Weight has nothing to do with most things in life; so, it’s kind of strange that my weight was once always at the forefront of my mind.
Gotta move through a crowd? Oh no…I’m too fat to fit.
Awesometastic picture of me in the middle of a crowd running my first 5k:
The Color Run!
Gotta fit into one of those desk-attached-to-chair setups in college? Crap…what if I don’t fit?
Want to ride on a ride at that theme park? Oh man…the attendant has to buckle me in? He’s going to see I’m fat! What if he can’t close it?
Why yes I AM on the kiddie swings with my fiance! I’ll never grow up!
Want to order dessert at a restaurant? Everyone is probably thinking how I’d be thinner if I didn’t eat this stuff!
I didn’t realize until only a few months ago that my weight had nothing to do with it.
With what? you might ask…
With my value as a person
With my fears
With my being good enough
With whether or not it was acceptable for me to do things
With whether or not I can succeed
(Crossing the finish line at my first 5k: the Color Run!)
But, strangest of all…
Weight has almost nothing to do with my weight loss journey.
In fact, the only part that my weight has played in my weight loss journey has been the part of something measurable that has changed as more important and permanent changes were being made. It’s almost like the height of a child; it changes as the child (hopefully) matures and grows. My weight changes as my mentality, relationship with food, and lifestyle change.
Now, it hasn’t always been this way. In fact, for most of my life, my weight has been the focus. Certainly, it has been the focus of every weight loss attempt I’ve tried before.
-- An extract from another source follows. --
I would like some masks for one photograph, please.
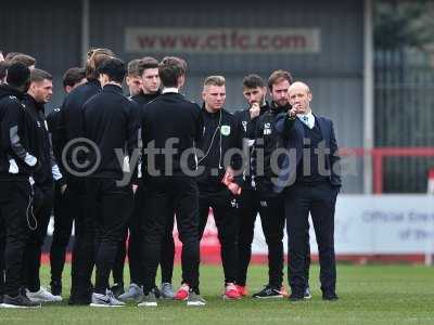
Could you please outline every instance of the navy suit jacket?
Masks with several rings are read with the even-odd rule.
[[[341,187],[341,158],[337,155],[337,143],[331,119],[315,115],[315,122],[321,130],[324,144],[326,169],[330,170],[328,178],[330,184]],[[302,161],[304,150],[305,130],[303,122],[295,118],[291,120],[286,113],[276,117],[276,130],[282,136],[285,150],[283,159],[280,159],[280,172],[275,180],[275,192],[280,193],[285,187],[295,183],[297,166]],[[321,147],[319,147],[321,150]]]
I don’t know when I realized that this journey was different, but I do distinctly remember the first time that I tried to really remember exactly how I felt and saw things before joining Weight Watchers, and I couldn’t do it. My mentality has actually changed so dramatically that I can’t remember how I used to feel or think.
That was when I knew that I would never go back to how I was before. And I truly believe that if my mind really can’t go that far backwards, my weight won’t go back that far either. Because the change has gone deeper than my weight, and those aspects of myself that have changed are the things that caused me to gain weight in the first place.